Yeni Delhi’deki siyasi analizci Atoll Takur da konuya ilişkin açıklamalarda bulunarak “Çin’in petrol ithalatının %60’sından fazlası Hint okyanusu üzerinden taşınıyor. Bunlar ABD Deniz Kuvvetlerinin kontrolü altında bulunan Malakka boğazından geçmek zorunda. Bu sebeple Bengal körfezi ,etki alanı genişleyen Çin için Hint okyanusundaki seyrini güvenli hale getirmesi noktasında hayati bir önem taşıyor. Güney Asya’nın sadece kendisinin nüfuz alanı olduğunu düşünen Hindistan ise bunu kabul etmiyor. Bu açıdan BIMSTEC Hindistan-Çin savaşının yeni çatışma meydanı olma özelliğini taşıyor. Hindistan BIMSTEC aracılığı ile Çin’in Hint okyanusundan çekilmesini sağlamak isterken Hindistan’ın deniz kuvvetlerine yaptığı benzeri görülmemiş yatırım söz konusu hedefini doğruluyor. Bu sebeple karar alma ve politika belirleme kurullarından BIMSTEC fikrinin desteklenmesi kararı boşuna çıkmadı” ifadelerini kullandı. Öte yandan Çin, Hindistan ve Bhutan dışındaki tüm BIMSTEC üyesi devletlerde Kemer ve Yol Girişimi projesini hayata geçirerek Güney ve Güney Doğu Asya’da bir altyapı oluşturulması ve finanse edlmesi adımını attı. Sri Lanka’nın kendisine olan borçlarının bir karşılığı olarak Sri Lanka’daki Hambantota limanını 99 yıl müddetle kendi kontrolü altına alan Çin Maldivler’de bir liman inşa edilmesi projesi için ciddi bir şekilde çalışıyor. Çin aynı zamanda Bangladeş’teki Chittagong limanını da kullanıyor.
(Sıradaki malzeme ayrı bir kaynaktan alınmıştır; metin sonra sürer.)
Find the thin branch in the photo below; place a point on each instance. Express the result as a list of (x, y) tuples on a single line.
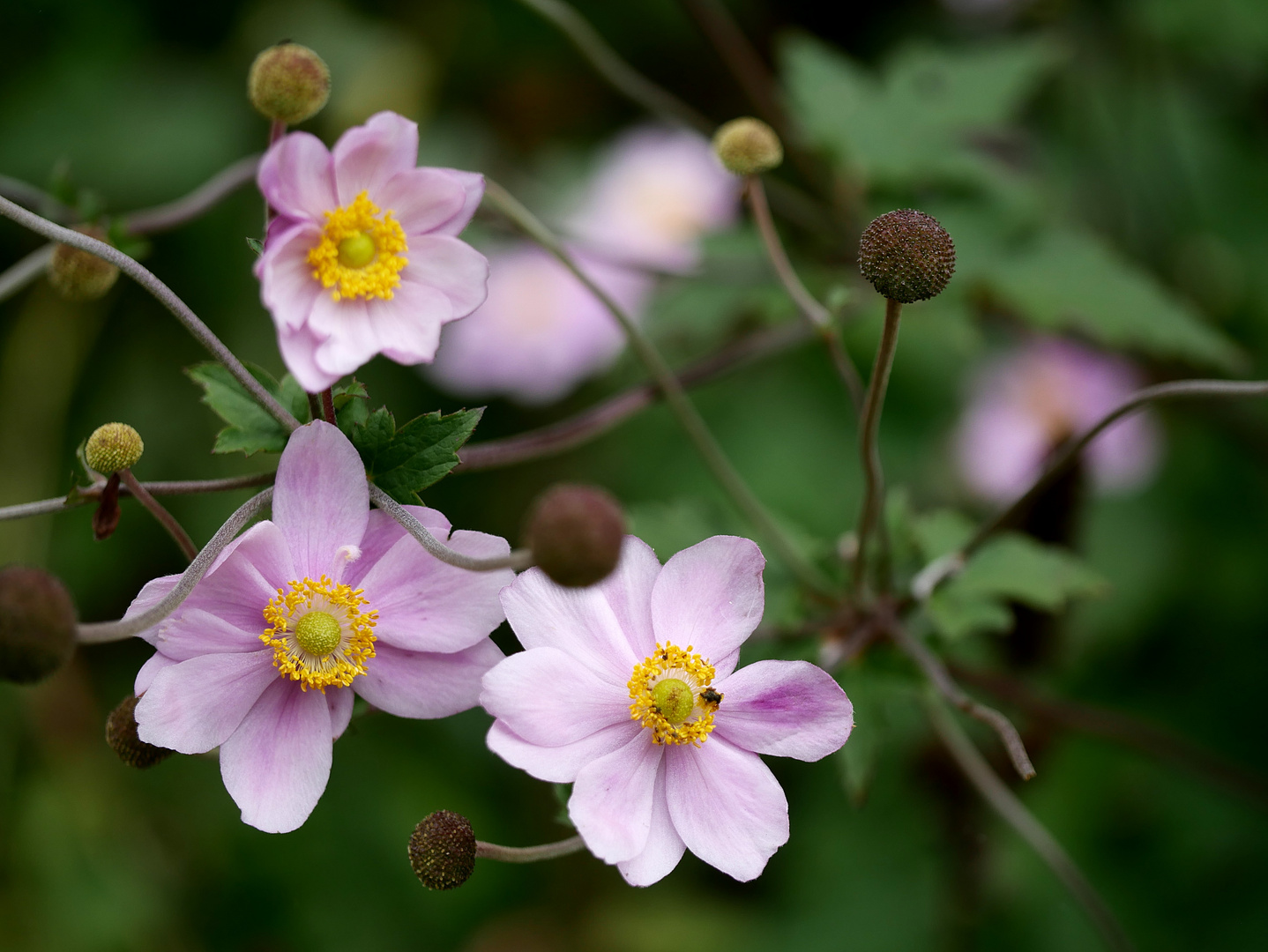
[(689, 417), (1013, 812), (99, 631), (518, 559), (608, 65), (593, 422), (938, 676), (529, 854), (160, 291), (165, 518)]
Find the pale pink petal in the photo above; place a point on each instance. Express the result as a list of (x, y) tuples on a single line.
[(579, 621), (426, 683), (727, 807), (451, 266), (196, 705), (787, 709), (710, 596), (421, 200), (297, 176), (321, 500), (368, 156), (665, 847), (277, 763), (611, 800), (562, 763), (548, 699)]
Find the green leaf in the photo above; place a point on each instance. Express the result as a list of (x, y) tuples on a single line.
[(404, 462), (250, 428)]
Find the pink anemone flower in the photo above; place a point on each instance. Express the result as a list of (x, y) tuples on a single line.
[(362, 257), (301, 613), (629, 691)]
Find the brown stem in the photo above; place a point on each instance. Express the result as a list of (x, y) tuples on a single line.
[(165, 518)]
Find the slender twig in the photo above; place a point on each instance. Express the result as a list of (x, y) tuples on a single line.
[(608, 65), (874, 477), (99, 631), (814, 312), (160, 291), (1120, 728), (165, 518), (598, 420), (938, 676), (689, 417), (1013, 812), (518, 558), (529, 854)]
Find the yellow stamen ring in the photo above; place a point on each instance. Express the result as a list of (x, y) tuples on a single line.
[(671, 696), (361, 254), (318, 633)]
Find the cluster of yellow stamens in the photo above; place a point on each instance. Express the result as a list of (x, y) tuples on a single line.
[(361, 254), (672, 696), (318, 634)]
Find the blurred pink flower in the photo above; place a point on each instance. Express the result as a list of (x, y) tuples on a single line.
[(362, 257), (344, 602), (1028, 402), (541, 332), (629, 691)]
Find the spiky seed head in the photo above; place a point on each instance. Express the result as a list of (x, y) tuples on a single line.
[(113, 446), (37, 624), (443, 850), (288, 83), (121, 734), (906, 255), (747, 146), (576, 532)]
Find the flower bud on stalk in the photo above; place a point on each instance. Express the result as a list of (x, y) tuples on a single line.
[(288, 83), (37, 624), (80, 275), (747, 146), (443, 850), (576, 532), (121, 734)]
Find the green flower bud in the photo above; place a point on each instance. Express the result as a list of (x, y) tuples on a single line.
[(288, 83), (443, 850), (113, 446), (121, 734), (906, 255), (37, 624), (749, 146), (576, 534), (80, 275)]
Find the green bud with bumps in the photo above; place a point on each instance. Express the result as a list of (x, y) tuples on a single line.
[(749, 146), (113, 446), (288, 83)]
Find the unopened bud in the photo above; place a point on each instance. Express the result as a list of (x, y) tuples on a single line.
[(443, 850), (576, 532), (121, 734), (749, 146), (906, 255), (113, 446), (80, 275), (288, 83), (37, 624)]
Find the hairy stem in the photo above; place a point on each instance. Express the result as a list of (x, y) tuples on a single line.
[(1013, 812), (689, 417)]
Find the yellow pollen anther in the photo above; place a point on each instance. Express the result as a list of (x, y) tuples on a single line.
[(361, 254), (318, 633), (672, 696)]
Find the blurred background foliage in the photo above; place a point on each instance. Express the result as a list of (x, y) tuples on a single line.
[(1102, 168)]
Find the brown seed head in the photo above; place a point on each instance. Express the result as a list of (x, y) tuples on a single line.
[(906, 255)]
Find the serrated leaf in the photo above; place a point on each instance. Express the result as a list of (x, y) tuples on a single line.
[(250, 428)]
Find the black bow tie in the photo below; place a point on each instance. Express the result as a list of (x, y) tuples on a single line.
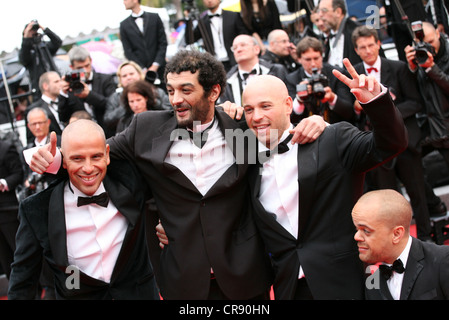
[(246, 74), (102, 200), (281, 148), (386, 271), (199, 138)]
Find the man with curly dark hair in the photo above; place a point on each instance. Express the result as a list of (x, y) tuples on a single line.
[(201, 192)]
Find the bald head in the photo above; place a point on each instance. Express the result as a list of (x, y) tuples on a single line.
[(431, 36), (86, 155), (268, 84), (382, 220), (267, 108), (389, 206), (81, 130)]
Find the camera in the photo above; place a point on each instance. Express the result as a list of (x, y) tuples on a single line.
[(75, 78), (35, 25), (318, 82), (421, 47)]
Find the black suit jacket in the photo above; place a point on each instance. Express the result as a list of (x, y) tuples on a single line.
[(146, 48), (426, 275), (343, 109), (42, 233), (103, 86), (348, 47), (10, 170), (331, 173), (396, 76), (232, 27), (66, 106), (211, 231)]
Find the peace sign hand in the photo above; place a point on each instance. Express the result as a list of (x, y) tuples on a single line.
[(362, 86)]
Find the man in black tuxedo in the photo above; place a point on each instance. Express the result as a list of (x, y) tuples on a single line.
[(404, 91), (95, 87), (57, 106), (143, 38), (220, 28), (36, 55), (11, 176), (246, 52), (201, 192), (411, 269), (280, 50), (335, 103), (97, 250), (339, 45), (303, 194)]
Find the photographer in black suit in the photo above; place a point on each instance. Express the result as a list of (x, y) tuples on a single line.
[(331, 99), (403, 89), (430, 62), (37, 55), (220, 29), (92, 88), (143, 38)]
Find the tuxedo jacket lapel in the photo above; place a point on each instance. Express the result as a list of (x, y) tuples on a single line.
[(306, 165), (413, 269), (57, 231), (268, 217)]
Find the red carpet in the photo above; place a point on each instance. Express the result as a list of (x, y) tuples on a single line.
[(412, 232)]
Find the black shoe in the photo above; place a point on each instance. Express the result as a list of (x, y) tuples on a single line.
[(439, 210)]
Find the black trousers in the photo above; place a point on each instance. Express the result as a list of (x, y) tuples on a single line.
[(215, 293)]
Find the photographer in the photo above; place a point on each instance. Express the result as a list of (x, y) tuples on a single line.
[(91, 88), (320, 92), (433, 83), (37, 55), (220, 29)]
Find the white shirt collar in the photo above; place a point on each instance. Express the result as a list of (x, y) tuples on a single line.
[(141, 12), (219, 11), (375, 65), (263, 147), (78, 193), (47, 99)]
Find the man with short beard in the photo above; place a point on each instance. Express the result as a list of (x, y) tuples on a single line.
[(201, 193)]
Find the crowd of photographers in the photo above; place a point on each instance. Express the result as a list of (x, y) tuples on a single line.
[(303, 55)]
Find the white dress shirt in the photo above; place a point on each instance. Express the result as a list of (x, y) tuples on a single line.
[(94, 234), (54, 109), (216, 25), (202, 166), (336, 51), (374, 73), (395, 282), (139, 19), (279, 189)]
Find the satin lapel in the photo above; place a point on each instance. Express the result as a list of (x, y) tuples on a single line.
[(232, 133), (384, 291), (129, 208), (413, 268), (385, 72), (268, 218), (307, 164), (160, 147), (57, 234), (122, 198)]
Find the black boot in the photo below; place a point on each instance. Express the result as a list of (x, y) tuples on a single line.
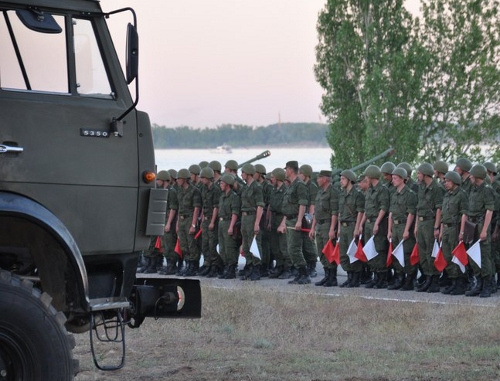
[(476, 290), (486, 291), (332, 278), (398, 282), (323, 281), (434, 287)]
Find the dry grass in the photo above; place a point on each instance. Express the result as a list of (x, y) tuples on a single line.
[(258, 334)]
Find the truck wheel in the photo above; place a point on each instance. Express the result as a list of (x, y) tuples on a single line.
[(34, 345)]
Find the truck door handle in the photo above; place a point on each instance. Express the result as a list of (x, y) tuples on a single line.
[(5, 148)]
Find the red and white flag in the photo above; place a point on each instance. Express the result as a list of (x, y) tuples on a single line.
[(475, 253), (369, 249), (460, 256)]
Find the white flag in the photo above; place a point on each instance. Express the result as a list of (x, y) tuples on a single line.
[(475, 253), (435, 249), (254, 248), (369, 249), (457, 261), (351, 252), (399, 253)]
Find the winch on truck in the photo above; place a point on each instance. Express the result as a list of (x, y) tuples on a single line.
[(78, 202)]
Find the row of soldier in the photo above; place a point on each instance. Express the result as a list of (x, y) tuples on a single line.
[(265, 219)]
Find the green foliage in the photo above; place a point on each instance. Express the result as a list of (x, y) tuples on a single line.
[(240, 135)]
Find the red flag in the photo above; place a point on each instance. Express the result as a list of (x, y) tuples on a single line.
[(360, 254), (440, 263), (178, 248), (415, 256), (328, 250), (389, 255)]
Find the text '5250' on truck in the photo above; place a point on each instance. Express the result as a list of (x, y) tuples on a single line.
[(77, 193)]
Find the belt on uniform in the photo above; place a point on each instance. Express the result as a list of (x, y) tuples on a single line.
[(399, 222), (425, 218)]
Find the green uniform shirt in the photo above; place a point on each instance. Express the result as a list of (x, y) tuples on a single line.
[(229, 204), (350, 204), (252, 197), (455, 204), (295, 195), (210, 198), (377, 198), (430, 199), (403, 203), (189, 199), (326, 203)]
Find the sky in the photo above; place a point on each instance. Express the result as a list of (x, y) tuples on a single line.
[(206, 63)]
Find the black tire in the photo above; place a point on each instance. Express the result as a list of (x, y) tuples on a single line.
[(34, 345)]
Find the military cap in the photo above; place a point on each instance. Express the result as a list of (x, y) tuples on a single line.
[(163, 175), (454, 177), (249, 169), (407, 167), (173, 173), (347, 173), (279, 174), (387, 167), (325, 173), (478, 171), (401, 172), (228, 179), (195, 169), (259, 168), (183, 174), (373, 172), (306, 170), (490, 167), (232, 165), (441, 166), (207, 173), (426, 169), (464, 164), (215, 165)]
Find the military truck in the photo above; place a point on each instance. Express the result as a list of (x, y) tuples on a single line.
[(78, 202)]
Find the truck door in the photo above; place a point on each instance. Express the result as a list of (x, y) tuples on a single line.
[(60, 86)]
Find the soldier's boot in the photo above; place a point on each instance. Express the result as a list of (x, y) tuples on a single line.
[(434, 287), (372, 282), (332, 278), (486, 291), (476, 290), (247, 271), (285, 274), (382, 280), (356, 280), (255, 275), (425, 286), (459, 288), (348, 281), (451, 287), (325, 278), (304, 276), (311, 268), (408, 283), (398, 282), (274, 274)]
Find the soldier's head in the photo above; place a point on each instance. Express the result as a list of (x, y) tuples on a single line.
[(463, 167)]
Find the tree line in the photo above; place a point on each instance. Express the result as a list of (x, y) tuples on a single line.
[(313, 134)]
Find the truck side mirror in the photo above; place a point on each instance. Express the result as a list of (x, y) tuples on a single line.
[(132, 53)]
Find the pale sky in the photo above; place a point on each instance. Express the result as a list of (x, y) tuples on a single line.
[(208, 62)]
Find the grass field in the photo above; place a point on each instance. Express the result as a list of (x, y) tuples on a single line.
[(254, 334)]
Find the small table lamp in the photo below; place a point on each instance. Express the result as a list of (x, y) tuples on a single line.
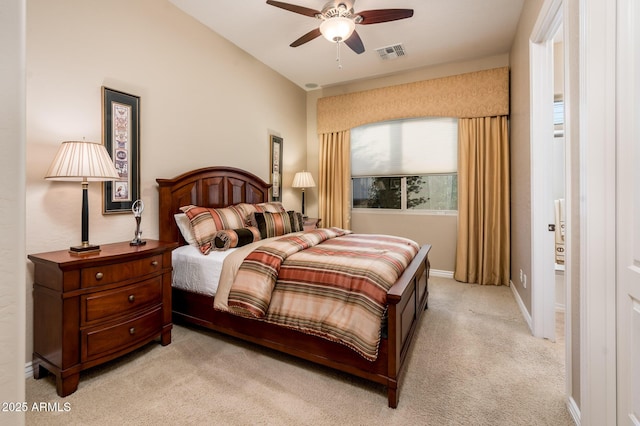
[(83, 161), (303, 180)]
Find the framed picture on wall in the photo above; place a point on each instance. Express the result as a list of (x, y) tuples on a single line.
[(121, 138), (276, 167)]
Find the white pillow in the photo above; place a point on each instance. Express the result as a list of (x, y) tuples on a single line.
[(184, 224)]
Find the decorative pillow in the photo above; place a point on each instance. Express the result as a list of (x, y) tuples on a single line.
[(271, 224), (246, 209), (297, 223), (229, 238), (184, 225), (206, 222)]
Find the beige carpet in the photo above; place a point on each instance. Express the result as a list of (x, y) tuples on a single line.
[(474, 362)]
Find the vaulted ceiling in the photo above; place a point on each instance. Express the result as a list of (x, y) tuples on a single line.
[(440, 31)]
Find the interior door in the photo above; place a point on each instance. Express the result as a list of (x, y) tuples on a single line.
[(628, 216)]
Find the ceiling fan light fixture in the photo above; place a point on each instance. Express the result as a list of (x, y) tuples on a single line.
[(337, 29)]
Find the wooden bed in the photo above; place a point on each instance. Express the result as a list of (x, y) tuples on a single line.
[(218, 187)]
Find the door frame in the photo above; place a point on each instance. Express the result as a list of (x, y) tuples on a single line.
[(542, 214)]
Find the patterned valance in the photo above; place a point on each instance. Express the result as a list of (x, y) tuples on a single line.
[(476, 94)]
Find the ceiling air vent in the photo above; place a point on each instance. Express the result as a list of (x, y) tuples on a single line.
[(391, 52)]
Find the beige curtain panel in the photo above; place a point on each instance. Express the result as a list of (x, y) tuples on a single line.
[(483, 246), (476, 94), (334, 186)]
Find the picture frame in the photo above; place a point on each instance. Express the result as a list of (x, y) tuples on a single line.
[(276, 167), (121, 138)]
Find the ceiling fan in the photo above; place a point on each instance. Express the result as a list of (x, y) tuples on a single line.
[(339, 21)]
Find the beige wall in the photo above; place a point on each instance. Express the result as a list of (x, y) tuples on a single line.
[(203, 102), (12, 207), (520, 151), (437, 230)]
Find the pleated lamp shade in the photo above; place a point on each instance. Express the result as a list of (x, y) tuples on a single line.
[(80, 160), (303, 180)]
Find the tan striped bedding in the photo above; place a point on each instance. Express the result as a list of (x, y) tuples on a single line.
[(330, 283)]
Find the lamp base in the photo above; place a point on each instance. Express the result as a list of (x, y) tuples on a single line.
[(84, 249)]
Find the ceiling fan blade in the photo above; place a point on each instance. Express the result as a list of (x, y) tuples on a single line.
[(355, 43), (306, 38), (384, 15), (295, 8)]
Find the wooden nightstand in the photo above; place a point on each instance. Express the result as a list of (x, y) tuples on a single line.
[(311, 223), (93, 308)]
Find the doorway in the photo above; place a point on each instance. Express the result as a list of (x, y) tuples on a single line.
[(549, 26)]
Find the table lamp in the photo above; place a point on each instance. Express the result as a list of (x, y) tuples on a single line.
[(303, 180), (83, 161)]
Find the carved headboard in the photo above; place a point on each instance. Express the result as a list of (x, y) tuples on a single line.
[(213, 187)]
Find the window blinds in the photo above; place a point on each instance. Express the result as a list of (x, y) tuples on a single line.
[(405, 147)]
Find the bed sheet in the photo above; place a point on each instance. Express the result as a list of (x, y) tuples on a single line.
[(195, 272)]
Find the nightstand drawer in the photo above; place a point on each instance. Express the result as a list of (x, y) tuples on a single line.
[(121, 301), (100, 341), (107, 274)]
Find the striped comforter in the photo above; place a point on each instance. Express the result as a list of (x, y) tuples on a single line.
[(326, 282)]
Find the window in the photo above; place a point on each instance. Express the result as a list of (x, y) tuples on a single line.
[(405, 165)]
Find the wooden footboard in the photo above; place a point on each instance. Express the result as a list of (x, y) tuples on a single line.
[(407, 300)]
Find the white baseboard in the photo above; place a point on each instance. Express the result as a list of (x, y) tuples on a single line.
[(440, 273), (574, 410), (525, 314)]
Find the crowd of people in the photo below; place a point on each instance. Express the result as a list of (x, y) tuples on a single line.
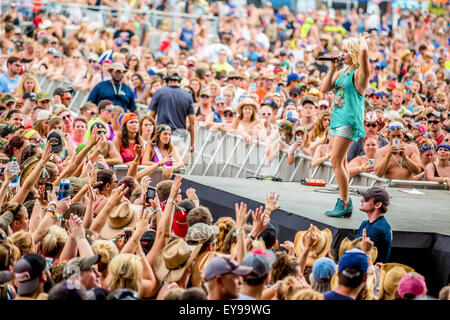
[(71, 230)]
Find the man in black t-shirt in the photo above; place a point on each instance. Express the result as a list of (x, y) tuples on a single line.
[(171, 105)]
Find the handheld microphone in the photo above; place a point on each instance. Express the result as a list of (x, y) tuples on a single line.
[(329, 59)]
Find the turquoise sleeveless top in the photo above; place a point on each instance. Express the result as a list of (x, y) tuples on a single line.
[(348, 106)]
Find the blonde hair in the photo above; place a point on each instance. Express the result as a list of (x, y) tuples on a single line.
[(126, 272), (9, 254), (54, 241), (20, 87), (307, 294), (107, 250), (352, 46), (24, 241)]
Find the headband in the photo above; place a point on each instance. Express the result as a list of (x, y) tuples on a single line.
[(427, 147), (129, 116), (443, 146)]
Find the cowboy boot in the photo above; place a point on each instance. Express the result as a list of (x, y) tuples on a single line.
[(340, 210)]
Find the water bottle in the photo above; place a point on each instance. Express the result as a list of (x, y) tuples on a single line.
[(14, 169)]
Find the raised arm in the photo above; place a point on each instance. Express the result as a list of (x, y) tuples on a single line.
[(33, 177)]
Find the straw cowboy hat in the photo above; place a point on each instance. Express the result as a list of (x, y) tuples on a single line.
[(174, 259), (245, 102), (320, 247), (347, 244), (121, 216), (368, 292), (391, 274)]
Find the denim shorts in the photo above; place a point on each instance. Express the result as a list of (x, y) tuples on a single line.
[(344, 131)]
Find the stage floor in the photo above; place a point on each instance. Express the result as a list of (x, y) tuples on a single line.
[(428, 212)]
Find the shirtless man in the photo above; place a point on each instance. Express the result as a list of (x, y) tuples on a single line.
[(392, 162)]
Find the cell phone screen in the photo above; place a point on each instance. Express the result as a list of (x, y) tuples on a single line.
[(150, 194)]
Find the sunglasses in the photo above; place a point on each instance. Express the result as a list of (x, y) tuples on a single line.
[(37, 140), (53, 141)]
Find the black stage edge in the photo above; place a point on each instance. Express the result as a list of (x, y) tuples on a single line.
[(427, 253)]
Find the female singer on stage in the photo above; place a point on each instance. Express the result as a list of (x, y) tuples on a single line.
[(347, 119)]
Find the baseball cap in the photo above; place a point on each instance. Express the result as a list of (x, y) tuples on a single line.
[(323, 268), (292, 115), (380, 194), (30, 95), (201, 232), (354, 259), (260, 261), (28, 270), (218, 266), (80, 264), (412, 284)]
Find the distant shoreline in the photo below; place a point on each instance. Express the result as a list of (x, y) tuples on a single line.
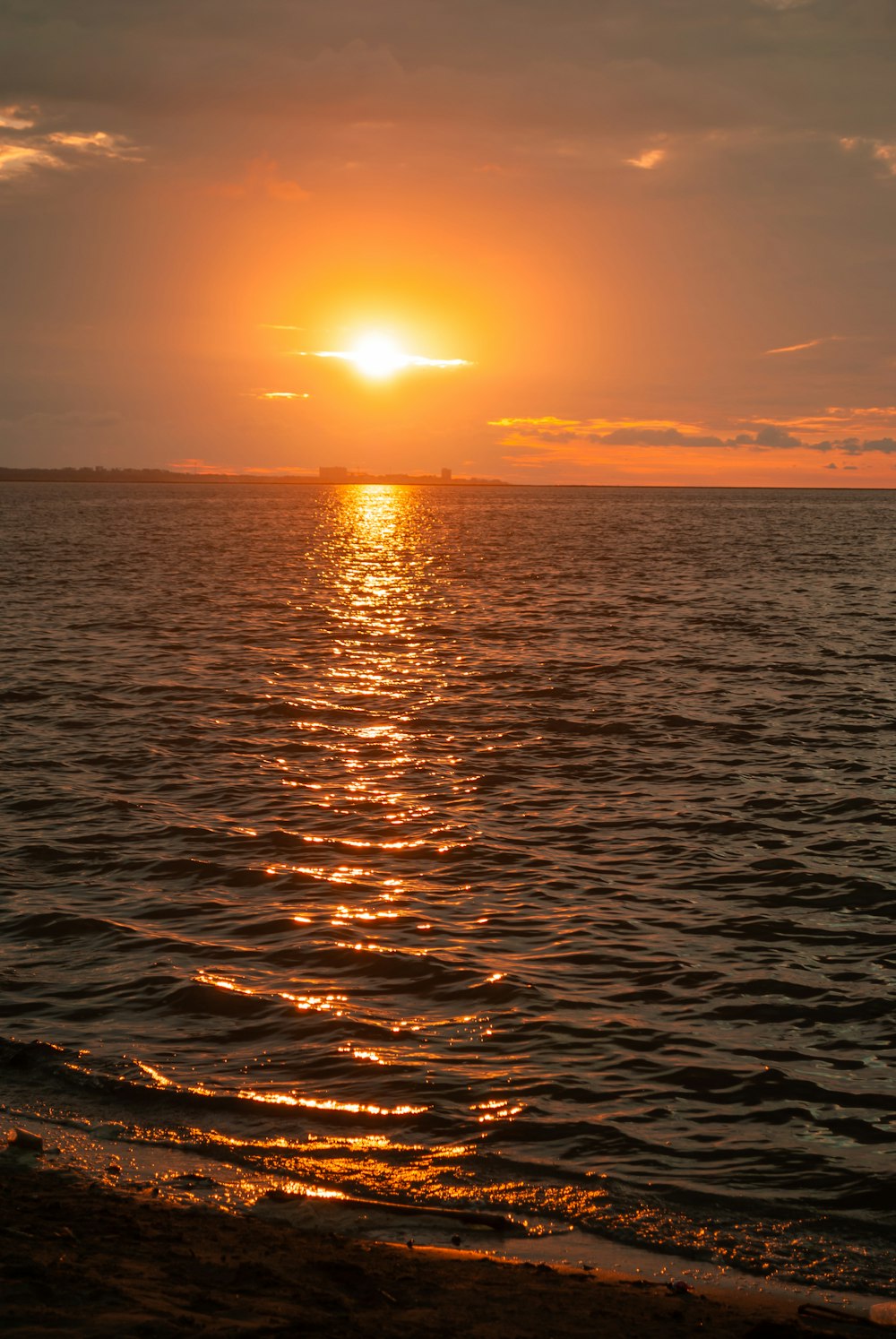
[(86, 474), (90, 476)]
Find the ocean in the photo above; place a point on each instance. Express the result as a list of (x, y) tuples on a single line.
[(519, 848)]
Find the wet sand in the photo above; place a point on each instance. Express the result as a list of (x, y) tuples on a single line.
[(81, 1259)]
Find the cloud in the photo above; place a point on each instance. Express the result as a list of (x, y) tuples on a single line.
[(811, 343), (763, 436), (15, 118), (650, 159), (263, 177), (31, 148), (880, 151)]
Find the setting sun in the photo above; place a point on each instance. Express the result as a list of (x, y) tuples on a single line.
[(378, 355)]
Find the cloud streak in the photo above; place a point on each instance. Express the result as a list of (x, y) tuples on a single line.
[(651, 433), (809, 343), (26, 148)]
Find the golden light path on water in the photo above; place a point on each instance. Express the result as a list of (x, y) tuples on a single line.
[(381, 592)]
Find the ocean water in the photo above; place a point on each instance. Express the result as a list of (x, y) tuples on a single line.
[(519, 848)]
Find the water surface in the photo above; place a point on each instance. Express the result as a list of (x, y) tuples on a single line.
[(527, 848)]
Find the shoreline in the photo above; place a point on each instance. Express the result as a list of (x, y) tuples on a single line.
[(83, 1259)]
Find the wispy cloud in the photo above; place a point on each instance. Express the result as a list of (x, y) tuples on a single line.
[(762, 436), (27, 148), (378, 355), (649, 160), (263, 177), (809, 343)]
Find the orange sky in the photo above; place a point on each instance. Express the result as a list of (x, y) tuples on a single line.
[(660, 236)]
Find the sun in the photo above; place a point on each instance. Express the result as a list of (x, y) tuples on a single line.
[(378, 355)]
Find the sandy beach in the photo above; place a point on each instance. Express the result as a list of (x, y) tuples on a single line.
[(78, 1257)]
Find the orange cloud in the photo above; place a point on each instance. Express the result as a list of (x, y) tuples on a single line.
[(650, 159), (811, 343), (263, 178)]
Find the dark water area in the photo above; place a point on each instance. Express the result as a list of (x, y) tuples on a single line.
[(524, 848)]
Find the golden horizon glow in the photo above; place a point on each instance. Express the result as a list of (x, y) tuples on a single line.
[(378, 357)]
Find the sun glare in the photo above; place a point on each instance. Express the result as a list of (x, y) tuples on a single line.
[(378, 355)]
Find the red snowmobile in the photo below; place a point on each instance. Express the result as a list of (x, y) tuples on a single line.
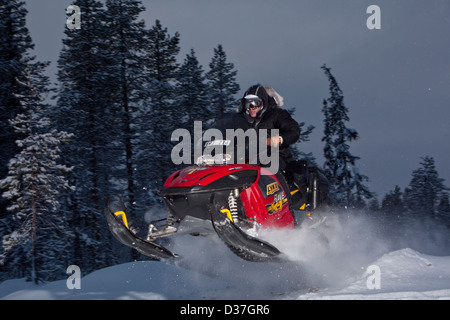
[(237, 198)]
Hint Express gazetesinde Köşe yazarı olan Subhagit Roy “Çin’in Güney Asya ülkeleri üzerindeki diplomatik hegemonyası BIMSTEC üyesi ülkelerini Çin etkisine karşı aralarındaki işbirliğini güçlendirmeye itti. NATO ve Avrupa ülkelerinin oluşturduğu birlikler çok etkisiz. Körfez İşbirliği Konseyi ve SAARCH kendi içindeki anlaşmazlıklarla boğuşuyor. Bangladeş, Bhutan, Hindistan ve Nepal’in oluşturduğu (BBHN) grubunun belirli sorunları var. Tek farkı BRICS grubuna karşı takındıkları tavır” sözlerini dile getirdi.

Sorunlar

Hindistan’ın içeride ve dışarıda belirli sorunlarla karşılaşması bekleniyor. Söz konusu sorunlar siyasi çıkmazlar ortaya çıkarabilir. Hindistan şu an BIMSTEC grubunun bütçesine en fazla katkıda bulunan ülke konumunda. Hindistan belki de BIMSTEC’e daha fazla kaynak ayırması gerekebilir. Hindistanlı analizci Harsh Pant konuya ilişkin açıklamada bulunarak “Hindistan’ın BIMSTEC’in kendisinin kontrolü altında bulunan bir grup olduğu düşüncesinde hatalı olduğunu itiraf edip sorunlarla buna göre yüzleşmesi gerek. Bu daha önceden SAARCH’ın bir süre karşı karşıya kaldığı sorunlardan biri idi. Hindistan’ın Güney Asya üzerindeki yapısal hakimiyeti kırgınlık yaratırken Yeni Delhi’de bu sorunun çözümünde zorlandı. SAARCH’daki endişeler karşılıklı idi.

Hindistan’ın kendisine karşı birleşen küçük komşu ülkelere karşı endişeli bir tutum sergildiği vakit bu küçük devletler Hindistan’a fazla yakınlaşmanın onun kontrolü altına girmelerine neden olabileceğinden şüphelendi” ifadelerini kullandı.